Centenares de ojos escudriñaban la oscuridad del firmamento para contemplar la perturbadora belleza de la luna llena. El chamán encendía una enorme hoguera, para que la tribu no abandonara la luz que precede a las tinieblas. El viento era frío, y el silencio del bosque susurraba que aquella noche era distinta. Todos callaban mientras el druida, mirando al firmamento, entonaba cánticos incomprensibles, sólo inteligibles para los antiguos iniciados. En sus manos un bastón hecho con madera de un árbol sagrado, por su savia corría el espíritu más viejo del bosque. De repente el mago caía al suelo, sumergido en un trance que le llevaba hasta la frontera entre este y otro mundo. Un mundo que sólo en esta época del año se mezcla con el nuestro.
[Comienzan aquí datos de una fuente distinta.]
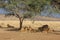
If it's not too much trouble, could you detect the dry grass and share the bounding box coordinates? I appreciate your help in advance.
[0,20,60,40]
[0,20,60,30]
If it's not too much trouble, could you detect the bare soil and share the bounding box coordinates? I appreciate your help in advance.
[0,28,60,40]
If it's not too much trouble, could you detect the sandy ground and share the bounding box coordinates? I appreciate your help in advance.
[0,21,60,40]
[0,28,60,40]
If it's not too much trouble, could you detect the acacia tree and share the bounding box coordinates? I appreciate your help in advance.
[0,0,52,30]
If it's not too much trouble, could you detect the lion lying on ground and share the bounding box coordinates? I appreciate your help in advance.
[38,25,54,33]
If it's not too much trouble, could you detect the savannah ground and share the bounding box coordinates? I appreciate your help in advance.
[0,20,60,40]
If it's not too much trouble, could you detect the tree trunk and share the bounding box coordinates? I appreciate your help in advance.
[19,18,23,30]
[16,14,24,30]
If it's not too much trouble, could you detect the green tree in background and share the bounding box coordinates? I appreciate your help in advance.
[0,0,59,30]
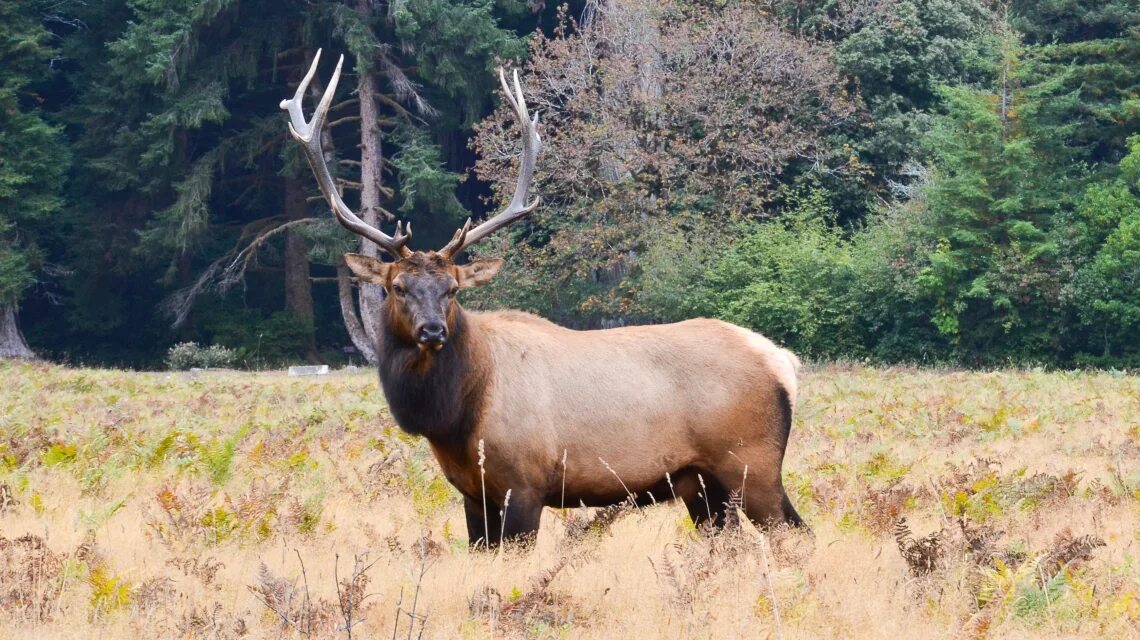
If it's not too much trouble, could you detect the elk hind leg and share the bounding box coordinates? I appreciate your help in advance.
[718,468,804,527]
[674,471,728,527]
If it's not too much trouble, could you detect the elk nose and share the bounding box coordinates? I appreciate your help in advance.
[420,322,447,345]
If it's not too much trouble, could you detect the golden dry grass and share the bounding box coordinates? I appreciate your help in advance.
[0,363,1140,640]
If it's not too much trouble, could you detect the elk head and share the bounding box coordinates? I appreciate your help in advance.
[280,50,542,350]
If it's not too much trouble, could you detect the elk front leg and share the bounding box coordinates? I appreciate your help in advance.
[503,492,543,544]
[463,497,503,549]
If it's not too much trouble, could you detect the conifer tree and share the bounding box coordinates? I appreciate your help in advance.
[0,2,68,358]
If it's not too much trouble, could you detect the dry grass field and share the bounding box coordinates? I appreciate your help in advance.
[0,363,1140,640]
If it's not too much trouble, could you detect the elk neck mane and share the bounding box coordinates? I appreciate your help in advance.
[378,301,489,447]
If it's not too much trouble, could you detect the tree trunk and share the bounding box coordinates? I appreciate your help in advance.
[0,305,35,358]
[285,177,321,364]
[357,0,384,345]
[336,264,380,364]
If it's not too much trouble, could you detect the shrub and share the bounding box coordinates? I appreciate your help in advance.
[166,342,237,371]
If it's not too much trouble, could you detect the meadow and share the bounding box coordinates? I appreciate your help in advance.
[0,362,1140,639]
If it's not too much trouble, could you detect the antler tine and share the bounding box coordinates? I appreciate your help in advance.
[280,49,412,259]
[440,67,543,257]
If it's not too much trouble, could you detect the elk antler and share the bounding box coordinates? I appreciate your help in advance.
[280,49,412,259]
[439,67,543,258]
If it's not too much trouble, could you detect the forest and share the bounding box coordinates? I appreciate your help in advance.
[0,0,1140,368]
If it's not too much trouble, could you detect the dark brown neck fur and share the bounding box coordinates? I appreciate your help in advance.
[380,302,488,448]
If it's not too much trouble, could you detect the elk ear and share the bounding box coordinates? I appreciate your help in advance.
[344,253,394,284]
[456,258,503,289]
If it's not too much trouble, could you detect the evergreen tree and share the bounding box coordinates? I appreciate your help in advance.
[918,24,1081,362]
[0,2,68,357]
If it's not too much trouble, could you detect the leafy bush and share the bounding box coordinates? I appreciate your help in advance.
[697,189,866,358]
[203,309,312,368]
[166,342,237,371]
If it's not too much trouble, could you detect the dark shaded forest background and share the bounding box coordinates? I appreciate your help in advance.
[0,0,1140,367]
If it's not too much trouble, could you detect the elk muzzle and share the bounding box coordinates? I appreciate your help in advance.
[416,319,447,351]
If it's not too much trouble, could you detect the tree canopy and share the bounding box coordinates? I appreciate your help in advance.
[0,0,1140,367]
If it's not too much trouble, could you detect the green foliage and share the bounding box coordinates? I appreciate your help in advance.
[0,2,70,308]
[166,342,237,371]
[902,24,1081,362]
[1075,137,1140,366]
[698,188,865,359]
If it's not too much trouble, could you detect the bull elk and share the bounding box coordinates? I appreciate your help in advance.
[282,51,803,545]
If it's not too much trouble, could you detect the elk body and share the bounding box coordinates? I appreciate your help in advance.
[282,52,803,545]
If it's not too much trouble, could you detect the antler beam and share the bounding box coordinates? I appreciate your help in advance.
[280,49,414,259]
[439,67,543,258]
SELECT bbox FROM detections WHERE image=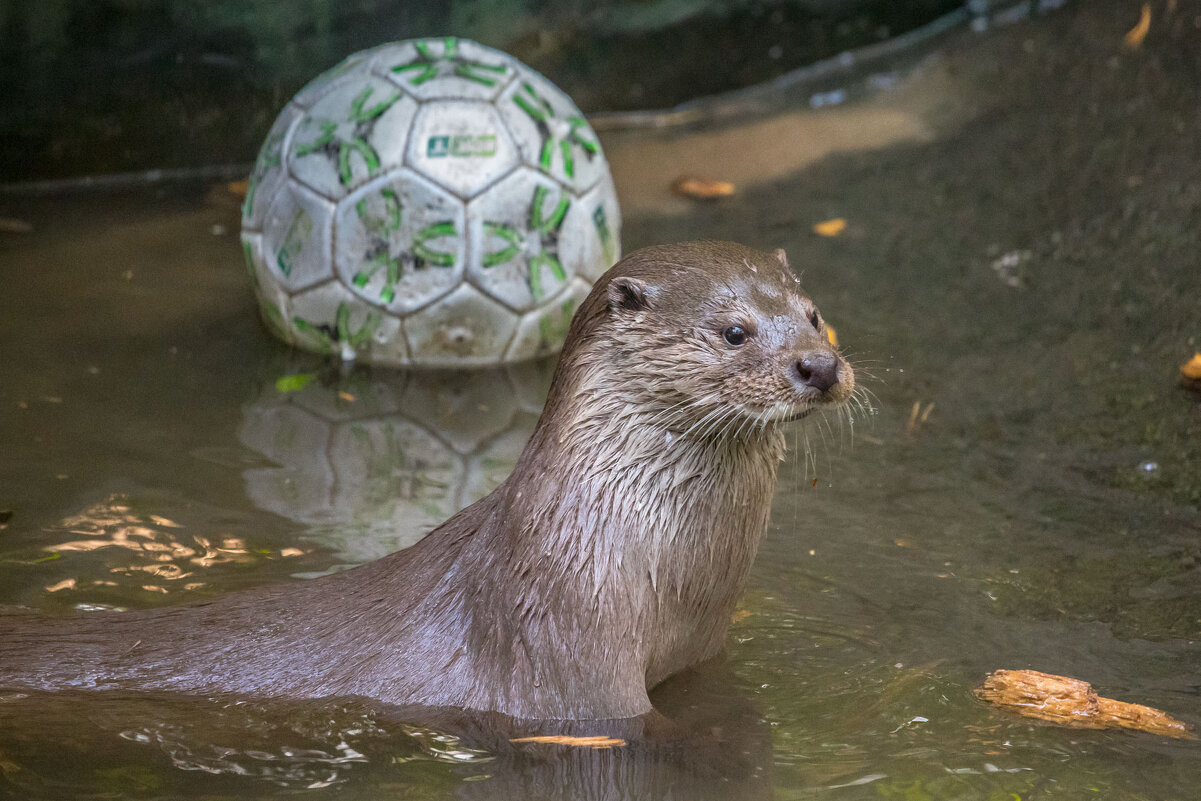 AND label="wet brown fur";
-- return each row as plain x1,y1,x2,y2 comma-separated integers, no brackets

El reino de los muertos acababa de abrir sus puertas, y los presentes podían preguntar al chamán sobre como estaban sus seres queridos que habían fallecido. La charla con ellos era distendida, se les preguntaba por el futuro y se les pedía consejo. También se les daban mensajes de cariño. Por una sola noche, podíamos estrechar de nuevo la mano de nuestros seres queridos, para mantenerlos vivos por siempre en nuestro recuerdo.

Los días en que comenzaba el otoño en la vieja Europa, sucedía un fenómeno astronómico que inquietaba a sus habitantes. La oscuridad le ganaba en horas a la luz, a la vez que los árboles del bosque parecían perder vida arrojando al suelo sus hojas. Para ellos un mensaje divino que permitía un puente real con el mundo de los muertos. Los espíritus de los que se fueron se hacían presentes a través de viejas plegarias. Nobles, guerreros y campesinos sacaban los cráneos de sus ancestros y les rendían culto. Los que estaban curtidos en batalla, adornaban las colas de sus caballos con las cabezas momificadas de sus enemigos. Presumiendo así de sus gestas en la lucha.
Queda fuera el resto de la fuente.